Because all he does is point to things and say "That's stupid," there's no value to his genuine social commentary. Does he examine why it is that the Catholic Church rallies around its members and uses its institutional power to protect them? Does he find something meaningful to say about the idea that any institution, no matter how noble, eventually comes to be about holding on to its power and authority rather than its initial ideals? Nope. It's because they're religions, and religions are stupid. He doesn't critique things, merely criticize them.

And like all emotional thirteen-year-olds, he's more interested in finding a weakness he can use to attack the people he disagrees with than in holding any kind of an intellectual or moral philosophy of his own. He's perfectly willing to go after Larry the Cable Guy as "homophobic", because he doesn't like Larry the Cable Guy and he knows that homophobia is a charge you can successfully level at someone. But he's also willing to do an extended multiple-page gag about Jim Belushi dressing up as a woman and giving blowjobs in a truckstop restroom, because homosexuality is nothing to be ashamed of unless you're using it to humiliate a comedian you find annoying. The book is filled with these little hypocrisies and petty jabs...interspersed, of course, with Cross's insistence that he's not at all bitter about anything in his life, and that anyone who thinks he's bitter or angry about anything just doesn't understand how calmly he takes the endless frustrations of dealing with all the stupid people who aren't him.

Other than that, the book is mostly weak and unfunny nonsensical asides, a few of which land with less than a dull thud than others but none of which can struggle to life under the endless burden of having to co-exist with Cross's angry whinging. If you really like David Cross, do both him and yourself a favor and pretend this book never existed. All it can do is lower your opinion of him.


Jim S said...

You've hit the nail on the head. I have this theory that comedians who expose the foibles of society turn into bitter, angry people as they get older.

Look at Mark Twain.

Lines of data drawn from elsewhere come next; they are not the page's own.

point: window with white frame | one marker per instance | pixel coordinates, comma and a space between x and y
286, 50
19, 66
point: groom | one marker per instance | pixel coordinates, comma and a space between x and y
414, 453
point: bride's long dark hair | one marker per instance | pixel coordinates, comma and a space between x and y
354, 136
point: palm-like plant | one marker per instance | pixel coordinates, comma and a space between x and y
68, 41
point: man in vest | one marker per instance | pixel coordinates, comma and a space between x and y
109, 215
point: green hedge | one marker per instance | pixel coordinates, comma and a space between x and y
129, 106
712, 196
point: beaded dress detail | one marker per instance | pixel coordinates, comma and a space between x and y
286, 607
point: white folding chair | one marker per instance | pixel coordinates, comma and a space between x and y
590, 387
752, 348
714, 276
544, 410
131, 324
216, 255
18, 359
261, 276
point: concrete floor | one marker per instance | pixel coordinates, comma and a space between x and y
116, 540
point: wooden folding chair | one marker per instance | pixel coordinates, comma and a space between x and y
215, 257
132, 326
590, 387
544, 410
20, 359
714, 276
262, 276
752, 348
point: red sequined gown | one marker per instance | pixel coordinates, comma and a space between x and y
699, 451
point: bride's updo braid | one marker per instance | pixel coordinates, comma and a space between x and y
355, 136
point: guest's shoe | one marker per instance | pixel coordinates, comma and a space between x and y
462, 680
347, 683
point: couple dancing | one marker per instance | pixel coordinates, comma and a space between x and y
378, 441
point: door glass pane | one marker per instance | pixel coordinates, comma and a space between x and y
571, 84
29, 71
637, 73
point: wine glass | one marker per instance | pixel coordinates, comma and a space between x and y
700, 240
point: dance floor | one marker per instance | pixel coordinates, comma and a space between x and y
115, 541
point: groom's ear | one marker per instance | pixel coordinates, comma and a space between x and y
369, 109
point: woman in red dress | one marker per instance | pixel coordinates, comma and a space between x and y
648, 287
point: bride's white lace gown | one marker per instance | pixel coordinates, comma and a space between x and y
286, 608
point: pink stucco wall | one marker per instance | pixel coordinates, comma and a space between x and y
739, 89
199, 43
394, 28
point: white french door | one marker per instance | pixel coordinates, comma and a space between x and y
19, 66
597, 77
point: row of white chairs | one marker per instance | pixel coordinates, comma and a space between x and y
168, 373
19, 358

His "Innocents Aboard" stories are humorous stories that have fun with American tourists and the people who cater to them. (As an example, the Americans are shown a letter written by Christopher Columbus by an Italian tour guide in Italy. They joke that the letter contains the worst handwriting they've ever seen. The tour guide doesn't get the joke and keeps emphasizing it's not the handwriting, it's the fact that the letter was written by Columbus that's important. Good stuff there).

By the end of "Captain Stormfield's Visit to Heaven", his last published story, his anger and contempt of religious people is obvious.

The same with George Carlin. His jokes about the Indian Rain Dance on Saturday, weather permitting go to just anger and things are stupid.

Same with Bill Maher.

It's as if they've said "here are your faults" and then are surprised and angry when nothing changes. It's "hey, I've pointed out this fault, why hasn't human nature changed?" "Listen to me, if you do what I say, we'll have a Utopia. You haven't? Assholes."

And I know I'll get into trouble for this, but I found Mr. Show wasn't that funny. I found Cross not funny. But humor is subjective. I am not surprised his book is like this. I never saw a lot of compassion in his humor.

Or I could be wrong.

Anonymous said...

Maybe he's slowly realizing he will never have the career of Bob Odenkirk.